Fungus Neurospora crassa present in the red bread mold could be the key to producing more sustainable electrochemical materials for use in rechargeable batteries in the future.
“We have made electrochemically active materials using a fungal manganese biomineralisation process,” said Geoffrey Gadd from the University of Dundee in Scotland.
The electrochemical properties of the carbonised fungal biomass-mineral composite were tested in a supercapacitor and a lithium-ion battery.
The compound was found to have excellent electrochemical properties.

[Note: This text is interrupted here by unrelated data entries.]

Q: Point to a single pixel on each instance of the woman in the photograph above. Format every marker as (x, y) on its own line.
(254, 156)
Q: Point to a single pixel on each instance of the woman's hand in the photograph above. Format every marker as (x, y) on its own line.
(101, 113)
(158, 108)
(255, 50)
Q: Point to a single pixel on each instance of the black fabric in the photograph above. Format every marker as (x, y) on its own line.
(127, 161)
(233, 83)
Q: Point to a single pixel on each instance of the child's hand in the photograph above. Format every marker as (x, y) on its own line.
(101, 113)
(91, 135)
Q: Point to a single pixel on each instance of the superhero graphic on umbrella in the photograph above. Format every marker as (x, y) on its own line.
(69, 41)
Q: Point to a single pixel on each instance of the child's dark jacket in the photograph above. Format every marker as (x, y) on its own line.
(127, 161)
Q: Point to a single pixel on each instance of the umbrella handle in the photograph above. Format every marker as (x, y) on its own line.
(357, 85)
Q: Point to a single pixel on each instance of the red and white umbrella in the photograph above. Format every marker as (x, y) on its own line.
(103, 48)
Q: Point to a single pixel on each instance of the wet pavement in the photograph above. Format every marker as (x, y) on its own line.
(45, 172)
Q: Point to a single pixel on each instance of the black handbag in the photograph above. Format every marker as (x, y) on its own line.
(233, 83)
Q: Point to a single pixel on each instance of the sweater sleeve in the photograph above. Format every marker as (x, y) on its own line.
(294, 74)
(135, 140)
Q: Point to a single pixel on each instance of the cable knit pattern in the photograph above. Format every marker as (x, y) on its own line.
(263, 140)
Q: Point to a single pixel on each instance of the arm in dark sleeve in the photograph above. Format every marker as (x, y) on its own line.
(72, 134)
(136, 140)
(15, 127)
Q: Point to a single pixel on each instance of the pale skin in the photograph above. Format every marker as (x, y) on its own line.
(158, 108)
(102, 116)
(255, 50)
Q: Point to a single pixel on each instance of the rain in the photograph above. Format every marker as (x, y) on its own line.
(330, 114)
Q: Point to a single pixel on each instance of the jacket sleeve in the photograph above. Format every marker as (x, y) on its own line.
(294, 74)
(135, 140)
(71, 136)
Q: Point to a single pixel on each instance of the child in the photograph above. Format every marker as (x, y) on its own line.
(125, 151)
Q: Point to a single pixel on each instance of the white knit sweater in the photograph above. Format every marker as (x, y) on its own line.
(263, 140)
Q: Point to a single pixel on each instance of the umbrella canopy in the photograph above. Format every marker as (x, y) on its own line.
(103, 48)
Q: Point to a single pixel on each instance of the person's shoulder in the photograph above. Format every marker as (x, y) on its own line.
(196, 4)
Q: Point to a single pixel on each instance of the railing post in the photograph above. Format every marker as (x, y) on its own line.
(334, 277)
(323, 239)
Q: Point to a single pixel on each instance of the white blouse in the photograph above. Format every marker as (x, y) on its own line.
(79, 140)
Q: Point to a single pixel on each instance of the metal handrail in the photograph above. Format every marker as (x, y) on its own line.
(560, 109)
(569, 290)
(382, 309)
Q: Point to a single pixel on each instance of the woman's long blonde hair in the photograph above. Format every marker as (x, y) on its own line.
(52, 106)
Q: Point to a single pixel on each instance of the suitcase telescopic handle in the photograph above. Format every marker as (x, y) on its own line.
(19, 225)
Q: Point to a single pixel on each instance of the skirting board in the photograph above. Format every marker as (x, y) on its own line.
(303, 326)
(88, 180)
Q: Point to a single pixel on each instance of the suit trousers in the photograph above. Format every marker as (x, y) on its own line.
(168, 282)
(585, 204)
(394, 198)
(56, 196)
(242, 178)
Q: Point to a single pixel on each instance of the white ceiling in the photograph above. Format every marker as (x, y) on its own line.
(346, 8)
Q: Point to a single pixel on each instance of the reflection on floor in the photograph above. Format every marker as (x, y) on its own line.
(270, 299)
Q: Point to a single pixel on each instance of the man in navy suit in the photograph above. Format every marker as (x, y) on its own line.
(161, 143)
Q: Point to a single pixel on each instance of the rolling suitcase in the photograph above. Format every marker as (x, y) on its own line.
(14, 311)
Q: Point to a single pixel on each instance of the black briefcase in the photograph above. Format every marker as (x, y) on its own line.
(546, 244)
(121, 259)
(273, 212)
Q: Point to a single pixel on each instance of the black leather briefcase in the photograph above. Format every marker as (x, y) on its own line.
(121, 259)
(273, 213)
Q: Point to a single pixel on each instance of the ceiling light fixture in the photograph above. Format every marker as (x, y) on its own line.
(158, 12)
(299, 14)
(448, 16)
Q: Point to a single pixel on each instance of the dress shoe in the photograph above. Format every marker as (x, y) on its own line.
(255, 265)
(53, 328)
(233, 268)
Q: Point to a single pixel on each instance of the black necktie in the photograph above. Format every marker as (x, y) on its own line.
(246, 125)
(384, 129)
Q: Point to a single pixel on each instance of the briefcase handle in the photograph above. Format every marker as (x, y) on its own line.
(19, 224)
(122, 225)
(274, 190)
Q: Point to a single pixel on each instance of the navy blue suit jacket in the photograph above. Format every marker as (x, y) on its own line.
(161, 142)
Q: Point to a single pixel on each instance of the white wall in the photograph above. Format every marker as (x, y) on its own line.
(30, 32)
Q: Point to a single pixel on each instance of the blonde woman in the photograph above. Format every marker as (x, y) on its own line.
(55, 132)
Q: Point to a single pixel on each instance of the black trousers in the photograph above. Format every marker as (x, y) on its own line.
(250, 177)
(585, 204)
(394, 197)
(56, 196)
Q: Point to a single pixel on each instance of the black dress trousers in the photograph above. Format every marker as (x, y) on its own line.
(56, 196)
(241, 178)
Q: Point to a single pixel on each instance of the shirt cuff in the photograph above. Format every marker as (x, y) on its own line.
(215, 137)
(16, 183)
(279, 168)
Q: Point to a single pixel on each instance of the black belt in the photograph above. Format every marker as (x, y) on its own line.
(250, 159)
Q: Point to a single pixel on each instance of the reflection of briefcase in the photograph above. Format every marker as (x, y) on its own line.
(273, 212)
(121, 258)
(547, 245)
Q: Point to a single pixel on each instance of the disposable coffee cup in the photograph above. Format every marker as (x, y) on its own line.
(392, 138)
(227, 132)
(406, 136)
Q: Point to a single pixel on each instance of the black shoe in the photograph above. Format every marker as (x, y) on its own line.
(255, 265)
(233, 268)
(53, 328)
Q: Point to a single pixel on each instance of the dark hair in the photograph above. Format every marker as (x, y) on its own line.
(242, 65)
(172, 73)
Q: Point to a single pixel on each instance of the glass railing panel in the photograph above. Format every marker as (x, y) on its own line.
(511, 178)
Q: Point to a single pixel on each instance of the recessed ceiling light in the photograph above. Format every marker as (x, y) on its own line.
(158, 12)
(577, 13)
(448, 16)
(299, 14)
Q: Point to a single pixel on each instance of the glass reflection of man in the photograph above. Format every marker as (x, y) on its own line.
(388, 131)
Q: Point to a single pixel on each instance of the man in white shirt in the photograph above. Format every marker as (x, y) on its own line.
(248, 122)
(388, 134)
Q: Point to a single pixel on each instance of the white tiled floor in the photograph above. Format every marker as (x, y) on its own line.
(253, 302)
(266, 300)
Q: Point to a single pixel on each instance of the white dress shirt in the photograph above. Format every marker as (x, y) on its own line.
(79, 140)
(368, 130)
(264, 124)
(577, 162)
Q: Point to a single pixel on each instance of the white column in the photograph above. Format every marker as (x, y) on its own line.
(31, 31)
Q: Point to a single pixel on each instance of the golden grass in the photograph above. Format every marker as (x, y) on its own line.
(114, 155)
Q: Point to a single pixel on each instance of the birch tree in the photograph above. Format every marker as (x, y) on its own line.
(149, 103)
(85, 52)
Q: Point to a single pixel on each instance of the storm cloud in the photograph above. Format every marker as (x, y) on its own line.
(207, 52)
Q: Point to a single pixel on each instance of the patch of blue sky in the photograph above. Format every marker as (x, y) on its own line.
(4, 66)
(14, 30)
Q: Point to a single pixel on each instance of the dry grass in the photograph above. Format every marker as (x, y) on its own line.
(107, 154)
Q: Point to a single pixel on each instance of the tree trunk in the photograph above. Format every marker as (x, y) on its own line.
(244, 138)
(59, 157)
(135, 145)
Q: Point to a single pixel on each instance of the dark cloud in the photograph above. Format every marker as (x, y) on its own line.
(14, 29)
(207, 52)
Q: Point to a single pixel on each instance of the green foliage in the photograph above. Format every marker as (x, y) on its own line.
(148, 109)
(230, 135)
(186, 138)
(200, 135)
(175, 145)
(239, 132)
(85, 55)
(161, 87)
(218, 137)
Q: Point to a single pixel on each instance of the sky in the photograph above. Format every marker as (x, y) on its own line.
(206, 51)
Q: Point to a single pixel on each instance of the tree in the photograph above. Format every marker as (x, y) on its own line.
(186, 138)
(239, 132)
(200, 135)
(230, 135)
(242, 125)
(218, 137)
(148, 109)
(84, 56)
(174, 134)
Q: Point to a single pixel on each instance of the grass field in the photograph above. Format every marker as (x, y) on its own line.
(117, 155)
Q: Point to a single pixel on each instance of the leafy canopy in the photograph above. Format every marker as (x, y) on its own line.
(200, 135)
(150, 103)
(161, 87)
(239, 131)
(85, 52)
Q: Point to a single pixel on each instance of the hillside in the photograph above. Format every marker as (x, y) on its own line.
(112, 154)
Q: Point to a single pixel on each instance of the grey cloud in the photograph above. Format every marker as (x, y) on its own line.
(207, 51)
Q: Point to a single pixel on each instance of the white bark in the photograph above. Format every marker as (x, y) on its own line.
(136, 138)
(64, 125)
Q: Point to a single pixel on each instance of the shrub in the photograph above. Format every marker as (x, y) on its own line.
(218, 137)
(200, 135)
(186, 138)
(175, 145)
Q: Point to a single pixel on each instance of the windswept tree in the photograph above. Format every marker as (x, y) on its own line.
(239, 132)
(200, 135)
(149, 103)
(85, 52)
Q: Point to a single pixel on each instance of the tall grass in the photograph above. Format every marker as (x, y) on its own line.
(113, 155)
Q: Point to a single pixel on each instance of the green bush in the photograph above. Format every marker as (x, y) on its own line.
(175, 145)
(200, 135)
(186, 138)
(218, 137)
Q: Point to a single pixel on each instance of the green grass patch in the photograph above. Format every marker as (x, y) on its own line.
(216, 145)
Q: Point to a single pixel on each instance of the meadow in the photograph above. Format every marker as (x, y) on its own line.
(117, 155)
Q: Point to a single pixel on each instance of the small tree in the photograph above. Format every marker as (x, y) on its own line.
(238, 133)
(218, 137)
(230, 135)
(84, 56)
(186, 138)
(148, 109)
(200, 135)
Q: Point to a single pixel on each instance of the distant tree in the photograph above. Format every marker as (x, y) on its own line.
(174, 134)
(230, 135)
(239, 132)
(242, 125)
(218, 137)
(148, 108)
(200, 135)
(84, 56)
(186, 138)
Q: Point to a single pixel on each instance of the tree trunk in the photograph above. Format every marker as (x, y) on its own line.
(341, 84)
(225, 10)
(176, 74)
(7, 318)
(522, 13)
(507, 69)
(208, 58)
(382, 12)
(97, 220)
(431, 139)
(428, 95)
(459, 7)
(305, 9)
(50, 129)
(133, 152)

This system, therefore, suggests a novel biotechnological method for the preparation of sustainable electrochemical materials.
Gadd and his colleagues have long studied the ability of fungi to transform metals and minerals in useful and surprising ways.
In earlier studies, they showed that fungi could stabilise toxic lead and uranium.
That led the researchers to wonder whether fungi could offer a useful alternative strategy for the preparation of novel electrochemical materials too.
“We had the idea that the decomposition of such biomineralised carbonates into oxides might provide a novel source of metal oxides that have significant electrochemical properties,” Gadd added in a paper published in the Cell Press journal Current Biology.
“We were surprised that the prepared biomass-Mn oxide composite performed so well,” he noted.
The carbonised fungal biomass-mineral composite “showed an excellent cycling stability and more than 90 percent capacity was retained after 200 cycles, compared to other manganese oxides in batteries,” the authors noted.
The researchers are further studying on the possibilities of using fungus in making useful metal carbonates.